地下機関室の余剰圧力を利用し、一瞬で超高圧の魔力を爆発させる、エンジニアの執念が生んだ決戦兵器だ。
「よし、最適化完了! 戦闘モード(コンバット・プロトコル)へ移行だ! いけ、ポッド! リゾートの静寂を乱すバカに、物理法則の恐ろしさを教えてやれ!」
「プ、プシューーーーーッ!!」
三機のビットを背負い、高出力の魔力噴射で加速したポッドが、障壁の隙間から弾丸のように飛び出した。
ガーゴイルが驚愕し、鋭い爪を振り下ろす。だが、ポッドは空中で急旋回し、相手の眉間へ密着するほどの至近距離へ肉薄した。
――ドォォォォン!!
激しい爆鳴。
ポッドの右腕から放たれた真鍮の杭が、圧縮された魔力の爆発と共にガーゴイルの頑強な額を貫いた。質量と衝撃の暴力に、魔獣は悲鳴を上げる暇もなく、木の葉のように雲海の底へと叩き落とされていく。

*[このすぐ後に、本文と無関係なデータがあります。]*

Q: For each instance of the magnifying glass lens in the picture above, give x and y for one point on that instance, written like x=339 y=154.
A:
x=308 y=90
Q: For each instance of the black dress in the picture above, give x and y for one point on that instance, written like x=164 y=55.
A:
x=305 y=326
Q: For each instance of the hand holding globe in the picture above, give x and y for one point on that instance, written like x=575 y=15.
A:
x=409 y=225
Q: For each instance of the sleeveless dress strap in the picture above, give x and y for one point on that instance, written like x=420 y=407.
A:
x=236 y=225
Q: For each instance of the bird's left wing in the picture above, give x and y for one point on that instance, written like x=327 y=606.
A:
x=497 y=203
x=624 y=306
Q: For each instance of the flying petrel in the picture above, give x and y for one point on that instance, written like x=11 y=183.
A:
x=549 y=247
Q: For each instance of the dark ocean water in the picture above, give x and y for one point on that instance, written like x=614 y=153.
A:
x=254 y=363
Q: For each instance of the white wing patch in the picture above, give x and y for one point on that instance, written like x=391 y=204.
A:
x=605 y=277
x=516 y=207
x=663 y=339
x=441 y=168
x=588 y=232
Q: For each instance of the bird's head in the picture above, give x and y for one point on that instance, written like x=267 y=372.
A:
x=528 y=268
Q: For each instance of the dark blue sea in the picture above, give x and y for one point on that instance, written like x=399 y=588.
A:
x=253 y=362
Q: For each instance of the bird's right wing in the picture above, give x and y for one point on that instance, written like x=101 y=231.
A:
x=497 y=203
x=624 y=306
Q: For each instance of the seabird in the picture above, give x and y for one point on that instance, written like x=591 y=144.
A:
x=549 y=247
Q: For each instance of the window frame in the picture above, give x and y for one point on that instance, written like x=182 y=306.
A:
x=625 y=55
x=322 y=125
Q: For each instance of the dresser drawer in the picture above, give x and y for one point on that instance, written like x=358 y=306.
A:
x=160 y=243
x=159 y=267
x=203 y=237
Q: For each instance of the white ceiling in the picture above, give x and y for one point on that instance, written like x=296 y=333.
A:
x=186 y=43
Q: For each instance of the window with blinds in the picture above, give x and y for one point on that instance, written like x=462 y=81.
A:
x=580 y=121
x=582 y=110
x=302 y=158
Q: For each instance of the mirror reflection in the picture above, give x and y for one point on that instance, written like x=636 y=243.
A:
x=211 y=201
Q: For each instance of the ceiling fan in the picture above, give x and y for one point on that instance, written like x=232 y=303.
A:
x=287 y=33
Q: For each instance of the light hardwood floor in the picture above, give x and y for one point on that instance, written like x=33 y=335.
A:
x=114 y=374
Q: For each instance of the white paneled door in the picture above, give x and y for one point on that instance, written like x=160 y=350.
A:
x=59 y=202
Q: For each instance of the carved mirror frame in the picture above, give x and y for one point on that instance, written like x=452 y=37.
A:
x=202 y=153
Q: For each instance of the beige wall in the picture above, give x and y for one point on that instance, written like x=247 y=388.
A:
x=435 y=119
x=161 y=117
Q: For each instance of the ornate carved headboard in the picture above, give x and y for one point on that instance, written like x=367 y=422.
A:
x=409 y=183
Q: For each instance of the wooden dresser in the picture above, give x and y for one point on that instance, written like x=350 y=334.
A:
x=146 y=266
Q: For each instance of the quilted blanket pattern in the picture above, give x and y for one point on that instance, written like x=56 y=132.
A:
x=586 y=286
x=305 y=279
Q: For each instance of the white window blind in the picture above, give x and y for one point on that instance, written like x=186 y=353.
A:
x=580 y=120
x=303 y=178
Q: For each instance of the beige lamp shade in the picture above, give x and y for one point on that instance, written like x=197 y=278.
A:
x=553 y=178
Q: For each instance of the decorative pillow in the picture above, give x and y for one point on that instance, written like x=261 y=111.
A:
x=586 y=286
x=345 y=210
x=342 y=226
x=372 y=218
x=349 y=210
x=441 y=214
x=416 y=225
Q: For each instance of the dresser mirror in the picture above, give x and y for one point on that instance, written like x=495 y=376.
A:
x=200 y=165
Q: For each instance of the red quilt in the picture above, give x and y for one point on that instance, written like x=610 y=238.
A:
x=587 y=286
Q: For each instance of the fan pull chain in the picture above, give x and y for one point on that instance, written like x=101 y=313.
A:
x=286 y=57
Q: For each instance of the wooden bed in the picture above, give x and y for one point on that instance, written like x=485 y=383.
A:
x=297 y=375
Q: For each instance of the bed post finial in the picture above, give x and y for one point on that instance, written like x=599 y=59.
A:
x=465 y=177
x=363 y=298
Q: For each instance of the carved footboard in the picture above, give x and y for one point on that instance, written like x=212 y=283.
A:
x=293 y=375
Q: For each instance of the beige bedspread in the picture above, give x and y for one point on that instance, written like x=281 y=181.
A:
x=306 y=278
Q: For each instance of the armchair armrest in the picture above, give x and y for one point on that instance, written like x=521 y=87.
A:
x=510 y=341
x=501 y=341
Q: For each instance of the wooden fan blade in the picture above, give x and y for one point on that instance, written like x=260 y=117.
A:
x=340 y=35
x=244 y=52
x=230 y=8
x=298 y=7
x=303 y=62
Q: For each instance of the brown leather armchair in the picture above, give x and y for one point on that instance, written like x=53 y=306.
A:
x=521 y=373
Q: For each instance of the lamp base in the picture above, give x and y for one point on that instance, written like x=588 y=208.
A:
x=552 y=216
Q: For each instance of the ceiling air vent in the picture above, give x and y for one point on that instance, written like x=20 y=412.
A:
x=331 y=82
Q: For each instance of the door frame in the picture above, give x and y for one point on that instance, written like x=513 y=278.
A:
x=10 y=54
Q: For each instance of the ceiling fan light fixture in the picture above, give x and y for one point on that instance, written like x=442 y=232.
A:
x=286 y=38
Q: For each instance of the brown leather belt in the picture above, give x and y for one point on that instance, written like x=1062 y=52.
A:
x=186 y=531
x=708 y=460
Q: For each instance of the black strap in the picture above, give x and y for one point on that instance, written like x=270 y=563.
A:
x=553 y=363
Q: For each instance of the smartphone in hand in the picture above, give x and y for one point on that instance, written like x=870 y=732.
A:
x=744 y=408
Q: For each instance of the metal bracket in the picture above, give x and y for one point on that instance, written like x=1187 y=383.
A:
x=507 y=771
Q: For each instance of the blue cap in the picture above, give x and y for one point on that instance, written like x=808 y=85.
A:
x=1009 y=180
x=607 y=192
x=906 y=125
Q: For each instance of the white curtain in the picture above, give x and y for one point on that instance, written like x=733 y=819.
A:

「ふぅ。命中精度も文句なしだな。やっぱり最後は物理的な質量に限るぜ!」
レンは満足げに腕を組み、帰還したポッドのパイルバンカーを「いい仕事したな」と言わんばかりに叩いた。
シアは、圧倒的な脅威を一撃で退けたレンの『DIY』の威力に、ただ口を半開きにして立ち尽くしていた。
「……掃除機だと思っていたのに。ポッドが、あんなに恐ろしい騎士様になるなんて」
「ははっ! 掃除も防衛も、要は『効率』の問題だろ! さあポッド、戦いの後は腹が減る。散らかった瓦礫を掃除したら、次はもっと美味いもんを食いに行こうぜ!」
レンは不敵に笑い、拠点の奥に眠る『古代備蓄庫』へと視線を向けた。
防衛が成ったなら、次は食の探求だ。
シアは頼もしそうにレンの背中を見つめつつも、自分の知っている「巫女の常識」がまた一つ瓦礫の下に埋まったことを悟り、そっと溜息をつくのだった。